If you are only interested in the anytime approach described in our paper, you can ignore the random and bp baselines. There are no query clusters provided for either random or bp orderings, and hence they only support standard top-k querying, not the newly proposed processing methods.

Each .shardmap has the format doc_id shard_id, with one entry per line. For example, the qkld-bp.shardmap file for cw09b (with 123 shards) looks like:

clueweb09-en0000-53-24565 0
clueweb09-en0000-53-24569 0
clueweb09-en0000-53-24572 0
...
clueweb09-enwp01-79-18087 122
clueweb09-enwp01-75-20640 122
clueweb09-enwp01-79-19772 122

For each .shardmap file, there is also a .cluster-range map. This file simply maps the cumulative sum of documents in each shard, marking the end point of each document range. So, the qkld-bp.cluster-range file for cw09b looks like:

0 353816
1 985526
2 1215198
...
120 49683219
121 50110812
122 50220189

In our paper, this file corresponds to the cluster map vector, and allows random access to the start point of each cluster.

Cluster Selections

See the cluster-selections directory.

At query time, you can specify the order in which clusters should be visited by using the *_ordered_range algorithms. To do so, there must be a shard ordering supplied for every query. These orderings take the following form:

701: 64 27 75 49 71
702: 183 71 185 72 104 
...
850: 27 131 72 104 92

This example provides a total of 5 clusters for each query.

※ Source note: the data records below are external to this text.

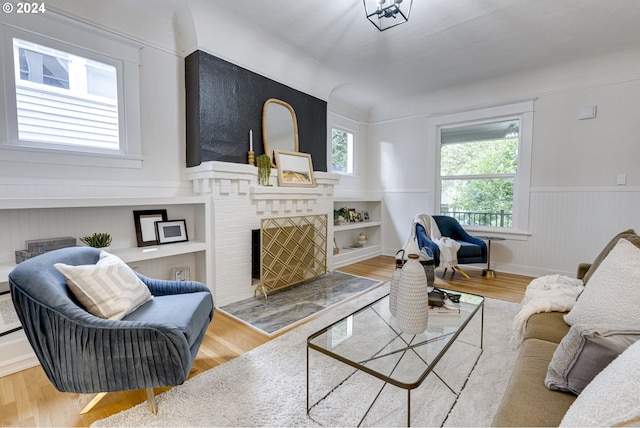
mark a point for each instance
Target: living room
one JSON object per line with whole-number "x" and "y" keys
{"x": 581, "y": 187}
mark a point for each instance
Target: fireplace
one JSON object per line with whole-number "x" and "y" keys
{"x": 239, "y": 206}
{"x": 292, "y": 250}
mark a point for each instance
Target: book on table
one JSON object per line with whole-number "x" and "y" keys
{"x": 444, "y": 310}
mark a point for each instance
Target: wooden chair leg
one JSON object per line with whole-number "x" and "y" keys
{"x": 95, "y": 400}
{"x": 463, "y": 272}
{"x": 151, "y": 398}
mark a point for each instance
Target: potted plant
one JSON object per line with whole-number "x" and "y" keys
{"x": 97, "y": 240}
{"x": 264, "y": 169}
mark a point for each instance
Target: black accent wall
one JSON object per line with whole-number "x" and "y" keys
{"x": 224, "y": 101}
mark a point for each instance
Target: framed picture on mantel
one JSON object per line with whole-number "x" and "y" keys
{"x": 294, "y": 169}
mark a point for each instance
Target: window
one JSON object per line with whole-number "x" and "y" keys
{"x": 483, "y": 167}
{"x": 342, "y": 146}
{"x": 478, "y": 166}
{"x": 70, "y": 93}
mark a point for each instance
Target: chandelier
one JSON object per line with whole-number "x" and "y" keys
{"x": 385, "y": 14}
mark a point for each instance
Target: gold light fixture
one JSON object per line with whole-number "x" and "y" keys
{"x": 385, "y": 14}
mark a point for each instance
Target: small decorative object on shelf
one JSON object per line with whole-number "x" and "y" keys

For both gov2 and cw09b, there are three types of provided clusters:

  • TREC-ltrr-aol-fast.ranking corresponds to the TREC topics (701-850 for Gov2 and 51-200 for ClueWeb09B) and are derived from the work of Dai et al. (CIKM 2016).
  • TREC-oracle.ranking corresponds to the TREC topics, and are derived from the exhaustive rankings for those queries (see sec 5.4 in the paper for more details).
  • MQT-oracle.ranking corresponds to the MQT topics, and are derived from the exhaustive rankings.